The Portland Project is an initiative by freedesktop.org aiming at easing the portability of application software between desktop environments and kernels by designing cross-platform APIs and offering implementations thereof as libraries to independent software vendors (ISVs).

The project was taken to establish a greater foothold of Linux and other Unix-like operating systems in the desktop market. It aims at resolving a number of key factors that are believed to reduce the adoption rate of Linux distributions as operating system of choice for desktop computers at home or in the office.

While the Tango Desktop Project was started to give users a more unified graphical experience, the Portland Project is intended to ease the porting of desktop applications to Linux for independent software vendors (ISVs). The project goal is to let software developers worry less about the desktop environment a distribution is using, and thus bring it on more common ground with Microsoft Windows and macOS in this particular area.

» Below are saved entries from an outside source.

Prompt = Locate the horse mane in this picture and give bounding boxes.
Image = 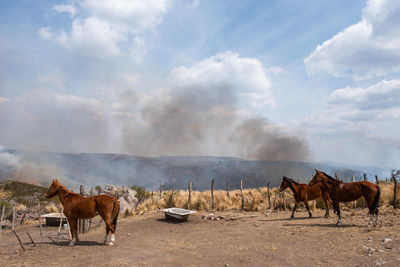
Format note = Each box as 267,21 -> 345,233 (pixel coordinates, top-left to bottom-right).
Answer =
320,171 -> 336,182
283,176 -> 299,185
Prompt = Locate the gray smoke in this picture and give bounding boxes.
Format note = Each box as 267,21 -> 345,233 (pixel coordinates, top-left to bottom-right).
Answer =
119,83 -> 309,162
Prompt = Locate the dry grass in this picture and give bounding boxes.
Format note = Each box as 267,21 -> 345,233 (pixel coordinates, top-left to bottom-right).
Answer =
136,183 -> 400,215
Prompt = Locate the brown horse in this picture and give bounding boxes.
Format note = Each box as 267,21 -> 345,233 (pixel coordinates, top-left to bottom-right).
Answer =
309,170 -> 380,226
46,179 -> 120,246
279,176 -> 332,219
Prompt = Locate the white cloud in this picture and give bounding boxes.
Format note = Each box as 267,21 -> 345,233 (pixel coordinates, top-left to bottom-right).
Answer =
304,0 -> 400,80
169,51 -> 275,111
43,0 -> 172,61
58,17 -> 125,58
37,27 -> 53,39
53,4 -> 77,18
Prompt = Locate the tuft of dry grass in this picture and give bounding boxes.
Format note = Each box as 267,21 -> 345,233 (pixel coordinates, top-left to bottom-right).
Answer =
136,182 -> 400,215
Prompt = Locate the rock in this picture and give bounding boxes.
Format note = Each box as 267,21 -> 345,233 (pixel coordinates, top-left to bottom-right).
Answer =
104,185 -> 138,214
383,238 -> 392,244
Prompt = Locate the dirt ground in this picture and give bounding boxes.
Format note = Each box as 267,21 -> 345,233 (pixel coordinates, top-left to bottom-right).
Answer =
1,207 -> 399,267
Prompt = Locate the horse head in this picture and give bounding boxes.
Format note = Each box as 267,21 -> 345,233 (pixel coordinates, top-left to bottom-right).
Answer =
46,179 -> 62,199
279,176 -> 290,192
309,169 -> 322,186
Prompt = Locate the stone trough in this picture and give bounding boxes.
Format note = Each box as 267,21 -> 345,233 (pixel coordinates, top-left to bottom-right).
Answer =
41,213 -> 67,227
161,208 -> 197,221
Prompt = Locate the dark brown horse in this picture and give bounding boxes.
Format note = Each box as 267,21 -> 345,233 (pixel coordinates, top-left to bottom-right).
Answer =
46,179 -> 120,246
279,176 -> 332,219
309,170 -> 380,226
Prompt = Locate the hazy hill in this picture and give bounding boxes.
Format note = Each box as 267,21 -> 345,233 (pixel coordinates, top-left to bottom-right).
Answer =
0,149 -> 390,191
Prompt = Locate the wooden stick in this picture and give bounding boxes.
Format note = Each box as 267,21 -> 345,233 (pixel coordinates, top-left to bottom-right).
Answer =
211,178 -> 215,210
335,173 -> 339,180
12,202 -> 16,231
392,174 -> 397,209
187,182 -> 192,209
282,191 -> 286,211
0,204 -> 5,234
363,173 -> 367,181
226,180 -> 230,199
19,209 -> 27,226
228,215 -> 258,221
267,182 -> 271,210
375,175 -> 379,185
66,218 -> 72,240
151,191 -> 154,206
37,200 -> 43,244
86,187 -> 94,233
27,232 -> 36,247
12,229 -> 25,251
56,207 -> 64,244
240,179 -> 244,210
351,175 -> 356,209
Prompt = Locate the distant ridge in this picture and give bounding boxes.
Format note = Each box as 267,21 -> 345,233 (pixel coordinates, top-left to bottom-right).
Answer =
0,149 -> 390,191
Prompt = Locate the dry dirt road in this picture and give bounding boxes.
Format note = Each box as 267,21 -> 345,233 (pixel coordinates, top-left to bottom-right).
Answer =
1,208 -> 399,266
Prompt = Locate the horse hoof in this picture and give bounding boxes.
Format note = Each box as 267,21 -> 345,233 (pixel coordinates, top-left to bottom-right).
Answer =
336,221 -> 341,226
309,214 -> 312,218
324,214 -> 329,218
107,242 -> 114,246
290,216 -> 294,220
69,241 -> 76,246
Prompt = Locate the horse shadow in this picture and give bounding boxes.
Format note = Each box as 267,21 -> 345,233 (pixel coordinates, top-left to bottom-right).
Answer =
281,223 -> 360,228
258,216 -> 323,222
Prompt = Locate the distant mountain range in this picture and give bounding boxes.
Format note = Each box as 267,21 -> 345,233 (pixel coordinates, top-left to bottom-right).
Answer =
0,149 -> 391,191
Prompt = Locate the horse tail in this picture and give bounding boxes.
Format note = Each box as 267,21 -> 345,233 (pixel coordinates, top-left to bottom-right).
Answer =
370,185 -> 380,214
112,197 -> 120,229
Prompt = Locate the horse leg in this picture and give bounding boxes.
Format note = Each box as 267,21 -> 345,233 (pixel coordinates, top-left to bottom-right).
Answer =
104,223 -> 110,244
374,209 -> 379,227
104,218 -> 115,246
334,202 -> 341,226
74,218 -> 79,243
290,202 -> 298,219
323,197 -> 329,218
67,217 -> 76,246
304,201 -> 312,218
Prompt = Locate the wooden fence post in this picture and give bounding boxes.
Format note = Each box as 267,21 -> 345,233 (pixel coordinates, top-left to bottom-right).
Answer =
282,191 -> 286,211
37,200 -> 43,244
226,180 -> 230,199
0,204 -> 5,234
335,173 -> 339,180
56,207 -> 63,244
267,182 -> 271,210
363,173 -> 367,181
392,174 -> 397,209
151,191 -> 154,206
170,187 -> 174,208
159,181 -> 162,199
375,175 -> 379,185
211,178 -> 215,210
79,185 -> 85,234
351,175 -> 356,209
187,182 -> 192,209
240,179 -> 244,210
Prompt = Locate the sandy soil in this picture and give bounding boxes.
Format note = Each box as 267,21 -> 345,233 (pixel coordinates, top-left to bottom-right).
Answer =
1,207 -> 399,267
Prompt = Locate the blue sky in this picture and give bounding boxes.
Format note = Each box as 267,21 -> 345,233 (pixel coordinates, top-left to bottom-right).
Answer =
0,0 -> 399,167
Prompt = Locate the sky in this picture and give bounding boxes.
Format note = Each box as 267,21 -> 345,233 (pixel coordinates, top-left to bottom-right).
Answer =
0,0 -> 399,168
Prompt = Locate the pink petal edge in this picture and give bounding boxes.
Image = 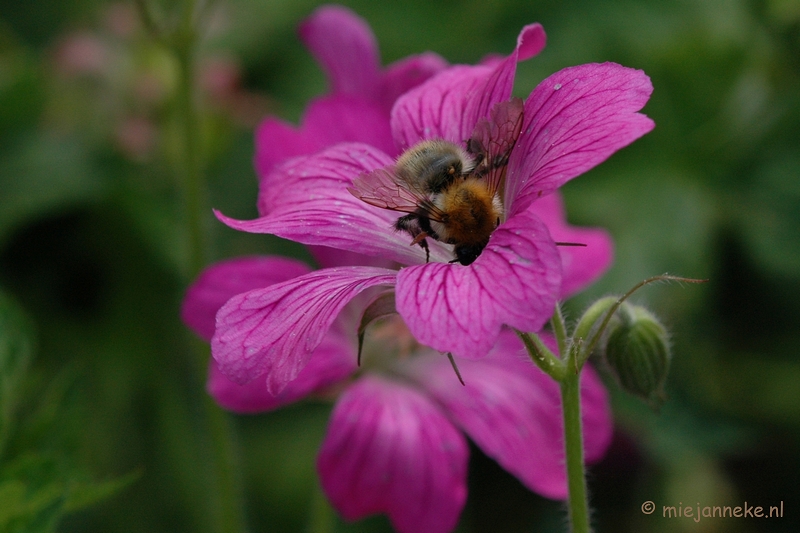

In 2006, the project released Portland 1.0 (xdg-utils; "Cross Desktop Group Utilities"), a set of common interfaces for desktop environments. A key part of the interface is a common MIME type database for icons and programs associated with file types.

The project has Alex Graveley (GNOME) and George Staikos (KDE) as two of the task force leaders, who will look to gain feedback from ISVs, integration possibilities, and possibly create a draft implementation as well.

The initial Portland Project meeting, held in Portland, Oregon, was sponsored by the Open Source Development Labs (the predecessor of the Linux Foundation). At the start of that initial meeting, Nat Friedman of Novell came up with the project name: "well, we are here in Portland... how about the Portland Project?"